You are not resetting your fd_sets, which are modified by select and would have all of your fds unset in the case of a timeout, making the next call timeout by default (as you are asking for no fds).
you are also using buffered IO, which is bound to create headaches in this case. eg. fgets waits for either EOF (which won't occur), or a newline, reading all the while. It will block until it gets its newline, so may keep you hanging indefinitely if that never occurs.
It may also read more than it needs into the buffer, messing up your select read signal (you have data in the buffer, but select will time out, since there's nothing to read on the filehandle).
Bottom line is this:
use FD_SET in the loop to set/reset your fd sets, also reset your timeout, as select may modify it.
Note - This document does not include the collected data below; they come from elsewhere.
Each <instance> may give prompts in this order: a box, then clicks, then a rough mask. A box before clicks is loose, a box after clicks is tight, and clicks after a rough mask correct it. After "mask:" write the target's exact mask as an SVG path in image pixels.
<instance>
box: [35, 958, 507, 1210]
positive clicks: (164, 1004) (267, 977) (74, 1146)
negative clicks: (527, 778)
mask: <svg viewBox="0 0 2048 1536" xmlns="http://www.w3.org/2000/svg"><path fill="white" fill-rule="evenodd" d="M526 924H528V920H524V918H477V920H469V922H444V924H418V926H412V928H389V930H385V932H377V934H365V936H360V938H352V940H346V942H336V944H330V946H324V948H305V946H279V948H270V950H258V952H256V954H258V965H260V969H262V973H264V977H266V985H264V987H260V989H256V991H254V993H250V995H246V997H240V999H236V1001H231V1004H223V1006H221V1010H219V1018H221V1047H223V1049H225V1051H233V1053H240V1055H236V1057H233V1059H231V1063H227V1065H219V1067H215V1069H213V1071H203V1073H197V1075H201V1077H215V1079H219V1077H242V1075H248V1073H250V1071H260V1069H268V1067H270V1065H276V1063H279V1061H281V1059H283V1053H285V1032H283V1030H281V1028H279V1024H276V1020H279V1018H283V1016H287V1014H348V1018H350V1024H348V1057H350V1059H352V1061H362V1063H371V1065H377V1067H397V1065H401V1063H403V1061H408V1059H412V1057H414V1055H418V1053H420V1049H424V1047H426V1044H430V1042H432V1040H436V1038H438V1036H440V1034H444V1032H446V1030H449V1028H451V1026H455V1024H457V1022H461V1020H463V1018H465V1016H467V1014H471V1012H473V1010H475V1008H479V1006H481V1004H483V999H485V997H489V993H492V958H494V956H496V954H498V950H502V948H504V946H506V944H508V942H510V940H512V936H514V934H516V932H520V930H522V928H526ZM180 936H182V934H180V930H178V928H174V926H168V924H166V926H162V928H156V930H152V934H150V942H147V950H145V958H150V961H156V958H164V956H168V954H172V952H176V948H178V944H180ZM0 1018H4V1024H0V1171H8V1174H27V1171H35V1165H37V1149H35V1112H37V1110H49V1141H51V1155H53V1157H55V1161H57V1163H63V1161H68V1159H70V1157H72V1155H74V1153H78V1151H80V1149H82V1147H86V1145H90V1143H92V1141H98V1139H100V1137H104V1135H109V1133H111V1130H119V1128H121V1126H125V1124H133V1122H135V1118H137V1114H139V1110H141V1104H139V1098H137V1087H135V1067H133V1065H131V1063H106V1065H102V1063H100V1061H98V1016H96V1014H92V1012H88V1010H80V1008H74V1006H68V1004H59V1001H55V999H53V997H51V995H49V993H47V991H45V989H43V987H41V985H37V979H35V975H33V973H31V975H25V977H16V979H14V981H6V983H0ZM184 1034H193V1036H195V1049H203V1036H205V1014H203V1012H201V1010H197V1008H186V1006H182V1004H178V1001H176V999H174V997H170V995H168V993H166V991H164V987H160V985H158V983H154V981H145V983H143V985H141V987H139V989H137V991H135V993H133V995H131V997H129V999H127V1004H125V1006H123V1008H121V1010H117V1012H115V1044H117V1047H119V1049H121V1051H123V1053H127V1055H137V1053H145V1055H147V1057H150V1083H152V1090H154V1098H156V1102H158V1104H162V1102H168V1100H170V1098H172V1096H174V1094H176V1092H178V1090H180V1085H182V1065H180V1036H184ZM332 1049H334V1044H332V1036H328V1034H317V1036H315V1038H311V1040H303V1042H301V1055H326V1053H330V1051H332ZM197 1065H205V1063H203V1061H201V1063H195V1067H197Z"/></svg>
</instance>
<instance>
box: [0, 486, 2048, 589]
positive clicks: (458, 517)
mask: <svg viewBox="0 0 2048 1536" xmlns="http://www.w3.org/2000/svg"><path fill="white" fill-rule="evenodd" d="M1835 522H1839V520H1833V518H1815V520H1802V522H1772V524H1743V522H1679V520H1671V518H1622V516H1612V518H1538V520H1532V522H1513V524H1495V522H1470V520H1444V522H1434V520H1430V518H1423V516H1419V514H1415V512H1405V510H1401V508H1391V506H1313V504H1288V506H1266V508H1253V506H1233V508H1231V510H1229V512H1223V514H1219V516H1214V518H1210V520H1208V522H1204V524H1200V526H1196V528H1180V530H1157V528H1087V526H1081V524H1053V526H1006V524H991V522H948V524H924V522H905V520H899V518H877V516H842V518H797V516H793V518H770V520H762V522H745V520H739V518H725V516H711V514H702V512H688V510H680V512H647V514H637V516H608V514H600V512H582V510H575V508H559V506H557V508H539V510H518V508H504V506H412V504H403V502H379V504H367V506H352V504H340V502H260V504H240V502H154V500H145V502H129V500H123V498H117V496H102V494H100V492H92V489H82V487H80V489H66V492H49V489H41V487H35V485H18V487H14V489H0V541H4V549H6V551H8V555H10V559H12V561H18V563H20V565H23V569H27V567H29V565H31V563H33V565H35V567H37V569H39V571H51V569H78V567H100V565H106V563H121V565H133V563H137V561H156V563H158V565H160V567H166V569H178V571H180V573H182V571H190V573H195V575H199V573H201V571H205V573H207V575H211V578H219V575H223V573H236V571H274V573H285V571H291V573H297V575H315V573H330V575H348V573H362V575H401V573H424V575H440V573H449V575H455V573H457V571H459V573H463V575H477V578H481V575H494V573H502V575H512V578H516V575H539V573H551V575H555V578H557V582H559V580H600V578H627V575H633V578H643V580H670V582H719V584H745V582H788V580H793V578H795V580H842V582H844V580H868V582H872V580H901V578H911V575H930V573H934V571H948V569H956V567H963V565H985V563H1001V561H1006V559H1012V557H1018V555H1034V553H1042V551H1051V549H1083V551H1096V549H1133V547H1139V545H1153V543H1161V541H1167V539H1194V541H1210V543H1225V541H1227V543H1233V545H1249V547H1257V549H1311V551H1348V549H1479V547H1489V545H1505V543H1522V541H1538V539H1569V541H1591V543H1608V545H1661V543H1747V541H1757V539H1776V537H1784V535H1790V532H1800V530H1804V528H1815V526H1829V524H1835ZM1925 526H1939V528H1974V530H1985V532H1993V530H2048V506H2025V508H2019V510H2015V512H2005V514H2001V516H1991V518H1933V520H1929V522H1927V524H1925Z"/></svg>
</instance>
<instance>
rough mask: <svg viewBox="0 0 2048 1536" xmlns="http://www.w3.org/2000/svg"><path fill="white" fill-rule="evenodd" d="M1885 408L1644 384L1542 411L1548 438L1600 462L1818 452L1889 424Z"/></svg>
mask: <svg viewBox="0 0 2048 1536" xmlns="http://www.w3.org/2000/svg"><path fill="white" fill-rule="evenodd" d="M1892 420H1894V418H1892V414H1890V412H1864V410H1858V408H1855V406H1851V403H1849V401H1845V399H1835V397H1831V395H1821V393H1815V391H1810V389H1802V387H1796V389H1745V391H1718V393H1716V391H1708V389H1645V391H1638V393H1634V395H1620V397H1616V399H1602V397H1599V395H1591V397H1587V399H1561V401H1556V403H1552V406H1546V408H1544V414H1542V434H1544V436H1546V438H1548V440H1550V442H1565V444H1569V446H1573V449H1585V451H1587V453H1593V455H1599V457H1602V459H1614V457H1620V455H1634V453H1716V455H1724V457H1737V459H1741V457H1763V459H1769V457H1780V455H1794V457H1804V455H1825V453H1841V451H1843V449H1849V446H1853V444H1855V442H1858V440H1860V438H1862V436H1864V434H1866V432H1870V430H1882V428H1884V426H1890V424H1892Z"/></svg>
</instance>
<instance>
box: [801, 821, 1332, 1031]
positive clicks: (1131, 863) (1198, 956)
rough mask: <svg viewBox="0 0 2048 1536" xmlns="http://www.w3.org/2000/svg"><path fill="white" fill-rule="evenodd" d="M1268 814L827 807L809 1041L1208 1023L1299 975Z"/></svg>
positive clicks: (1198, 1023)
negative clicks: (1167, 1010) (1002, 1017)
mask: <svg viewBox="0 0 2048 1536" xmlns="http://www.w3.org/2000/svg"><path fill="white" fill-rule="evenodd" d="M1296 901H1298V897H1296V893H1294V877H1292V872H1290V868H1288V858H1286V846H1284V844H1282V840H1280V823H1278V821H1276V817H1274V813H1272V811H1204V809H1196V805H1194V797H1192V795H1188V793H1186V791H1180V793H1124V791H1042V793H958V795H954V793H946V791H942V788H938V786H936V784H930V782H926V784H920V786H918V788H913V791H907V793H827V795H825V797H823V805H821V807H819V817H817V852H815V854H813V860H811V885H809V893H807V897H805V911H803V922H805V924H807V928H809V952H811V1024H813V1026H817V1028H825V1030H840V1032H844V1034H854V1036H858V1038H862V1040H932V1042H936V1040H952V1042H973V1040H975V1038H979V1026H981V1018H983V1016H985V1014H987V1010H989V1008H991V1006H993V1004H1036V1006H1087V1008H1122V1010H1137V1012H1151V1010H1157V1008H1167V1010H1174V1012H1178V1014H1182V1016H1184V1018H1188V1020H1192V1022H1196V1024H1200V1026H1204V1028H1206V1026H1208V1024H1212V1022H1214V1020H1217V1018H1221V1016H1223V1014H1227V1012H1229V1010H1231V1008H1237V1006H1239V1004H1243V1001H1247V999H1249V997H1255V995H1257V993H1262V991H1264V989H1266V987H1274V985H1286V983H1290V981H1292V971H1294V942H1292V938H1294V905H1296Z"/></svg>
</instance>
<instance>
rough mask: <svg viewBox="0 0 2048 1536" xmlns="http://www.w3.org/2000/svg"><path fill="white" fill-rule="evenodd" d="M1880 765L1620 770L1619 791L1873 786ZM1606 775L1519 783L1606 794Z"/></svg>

use a single handle for read/write/select, instead of multiple handles, eg. open file with fopen(..., "w+") or open(..., O_RDWR)
if still using fopen, try disabling buffering using setvbuf with the _IONBF buffering option.
otherwise, use open/read/write instead of fopen etc.
I will note that part of this was mentioned in this answer to your previous question.
You should perhaps use fflush() on your output file stream.